20      Third, the Patent Office relies on the different definitions of ‘active substance’ and ‘excipient’ given by the European Union legislature in Directive 2001/83, as amended by Commission Directive 2003/63/EC of 25 June 2003 (OJ 2003 L 159, p. 46), to demonstrate that an adjuvant cannot be treated in the same way as an active ingredient.

21      The referring court is of the view that, in the light of the arguments put forward by GSK, the answer to issue raised in the main proceedings is not acte clair. That court also observes that, while the competent industrial property offices of Spain, Italy, Luxembourg and Austria have granted GSK SPCs in respect of both AS03 and the combination of an antigen and that adjuvant, on the basis of European Patent (UK) No 0 868 918, the competent Swedish office has refused both SPC applications in question. On the other hand, the Portuguese authorities have refused an SPC in respect of AS03 alone but have granted one in respect of the combination. Finally, the competent Italian and Cypriot authorities have granted SPCs for the combination but, in this instance, on the basis of European Patent (UK) No 1 618 889.

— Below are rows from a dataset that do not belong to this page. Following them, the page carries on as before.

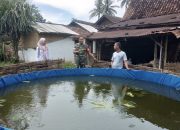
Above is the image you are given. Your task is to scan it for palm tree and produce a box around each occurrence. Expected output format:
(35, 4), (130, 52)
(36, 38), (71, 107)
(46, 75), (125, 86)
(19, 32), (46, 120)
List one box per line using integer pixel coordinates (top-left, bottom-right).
(0, 0), (42, 62)
(118, 0), (131, 8)
(103, 0), (119, 16)
(89, 0), (103, 19)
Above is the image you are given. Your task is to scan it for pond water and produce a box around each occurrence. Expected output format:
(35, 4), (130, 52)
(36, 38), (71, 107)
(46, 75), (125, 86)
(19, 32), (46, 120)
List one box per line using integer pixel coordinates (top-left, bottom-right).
(0, 77), (180, 130)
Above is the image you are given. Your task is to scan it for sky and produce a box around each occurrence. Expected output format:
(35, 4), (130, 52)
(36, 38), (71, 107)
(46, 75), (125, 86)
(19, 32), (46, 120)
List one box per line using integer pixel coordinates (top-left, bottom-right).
(30, 0), (125, 24)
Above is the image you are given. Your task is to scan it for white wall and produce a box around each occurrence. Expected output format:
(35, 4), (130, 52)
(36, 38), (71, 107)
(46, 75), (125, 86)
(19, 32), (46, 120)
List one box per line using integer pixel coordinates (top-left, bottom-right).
(19, 38), (74, 62)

22      In those circumstances, the High Court of Justice (England and Wales), Chancery Division (Patents Court) decided to stay proceedings and refer the following questions to the Court for a preliminary ruling:

‘(1)  Is an adjuvant which has no therapeutic effect on its own, but which enhances the therapeutic effect of an antigen when combined with that antigen in a vaccine, an “active ingredient” within the meaning of Article 1(b) of Regulation (EC) No 469/2009?

(2)       If the answer to question 1 is no, can the combination of such an adjuvant with an antigen nevertheless be regarded as a “combination of active ingredients” within the meaning of Article 1(b) of Regulation (EC) No 469/2009?’

 Consideration of the questions referred

23      Pursuant to Article 99 of the Rules of Procedure, where the answer to a question referred to the Court for a preliminary ruling may be clearly deduced from existing case-law or admits of no reasonable doubt, the Court may at any time, on a proposal from the Judge-Rapporteur and after hearing the Advocate General, give its decision by reasoned order.

24      The Court considers that to be the case here, as suggested expressly by the United Kingdom Government and the European Commission and, by implication, the Czech, French and Netherlands Governments, in the light, inter alia, of the judgment in Massachusetts Institute of Technology.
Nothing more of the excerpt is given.